Project Suggestions

Parallel DNN training: There has been a lot of progress in the last year on parallelizing image-processing deep Nets using rapid model updates at the minibatch rate. But text or event based networks may have features dimensions in the millions or more, and model sizes of many Gigabytes. Its impossible to directly update those models at close to minibatch rates, and this significantly huts performance. But it should be possible to use power-law structure to improve updates...

Parallel MCMC methods: SGD is a sequential method with poor scaling. MCMC often have more natural parallelism (i.e. independence between particles) and can be tuned to optimally explore/exploit parameter space with a reasonable amount of communication. Most DNNs are not generative so their parameter distribution is artificial, but simple designs (e.g. additive gaussian noise on parameters) seem to work well. There is plenty of opportunity to explore in this space, see the readings in the Martino et al. paper.

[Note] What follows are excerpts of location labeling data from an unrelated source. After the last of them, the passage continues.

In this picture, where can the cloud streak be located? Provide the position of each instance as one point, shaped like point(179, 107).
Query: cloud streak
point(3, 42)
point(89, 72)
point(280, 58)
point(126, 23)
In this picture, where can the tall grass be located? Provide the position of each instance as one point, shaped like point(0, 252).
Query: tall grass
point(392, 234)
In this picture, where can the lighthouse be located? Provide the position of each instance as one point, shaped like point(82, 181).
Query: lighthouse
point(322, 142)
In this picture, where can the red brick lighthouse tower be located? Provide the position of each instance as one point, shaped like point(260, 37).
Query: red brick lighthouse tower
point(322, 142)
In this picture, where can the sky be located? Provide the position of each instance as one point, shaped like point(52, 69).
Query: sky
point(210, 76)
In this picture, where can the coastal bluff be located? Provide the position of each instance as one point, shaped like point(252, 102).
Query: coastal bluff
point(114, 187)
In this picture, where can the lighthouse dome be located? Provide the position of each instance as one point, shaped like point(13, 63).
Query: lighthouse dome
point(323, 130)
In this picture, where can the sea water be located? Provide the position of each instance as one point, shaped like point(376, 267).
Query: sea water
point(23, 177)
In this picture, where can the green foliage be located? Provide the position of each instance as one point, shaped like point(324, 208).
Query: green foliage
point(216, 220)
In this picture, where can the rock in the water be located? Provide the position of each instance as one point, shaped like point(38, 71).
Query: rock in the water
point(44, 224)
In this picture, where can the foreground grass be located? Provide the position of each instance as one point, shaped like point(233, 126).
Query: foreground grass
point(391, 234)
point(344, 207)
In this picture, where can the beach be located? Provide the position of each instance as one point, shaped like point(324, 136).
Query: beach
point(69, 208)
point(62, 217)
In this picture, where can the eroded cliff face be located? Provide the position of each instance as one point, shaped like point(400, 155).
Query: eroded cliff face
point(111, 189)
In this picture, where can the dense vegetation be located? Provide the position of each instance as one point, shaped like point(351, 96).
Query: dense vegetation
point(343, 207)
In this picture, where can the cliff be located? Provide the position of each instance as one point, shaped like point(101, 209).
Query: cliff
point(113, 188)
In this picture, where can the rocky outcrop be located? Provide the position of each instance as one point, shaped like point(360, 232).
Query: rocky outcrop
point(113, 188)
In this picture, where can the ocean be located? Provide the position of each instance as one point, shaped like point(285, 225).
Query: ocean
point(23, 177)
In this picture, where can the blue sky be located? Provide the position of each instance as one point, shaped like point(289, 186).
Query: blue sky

Accelerating Reinforcement Learning: There are at least two major sub-problems here: Models trained directly from recorded data, and those trained using a simulator. For the former, the challenges seem very similar to those of scaling up DNNs. For the latter, the challenge is likely to be in increasing throughput from the simulator, which is typically the bottleneck. Ideas include tiling the state space (already happens in many computer games) to simulate many trajectories going that part of space efficiently. It may even be possible to do this in a somewhat simulator-agnostic way with a smart "scheduler" that clusters trajectory segments and data objects based on access.

Optimizing Hyperparameter trajectories: State-of-the-art models include many hyperparameters such as learning rate, temperature, momentum, minibatch size,... Optimal trajectories for these parameters are not constant, but time varying to perform annealing or layer-wise training. Bayesian optimization from black-box data requires full dataset training and is probably too costly for this. Reinforcement learning, or direct training of DNNs to set hyperparameters (Gu et al. paper) can use online model accuracy estimates during training and are likely to do much better.

Filtering Training Data from Massive Streams: Emerging data streams from vehicles, drones, IoT devices etc. are far to large to train on directly. Filtering the most important data for training can provide most of the benefits from these data without the full cost. The solution could resemble current attention models, which focus recognition resources on parts of a dataset to improve recognition.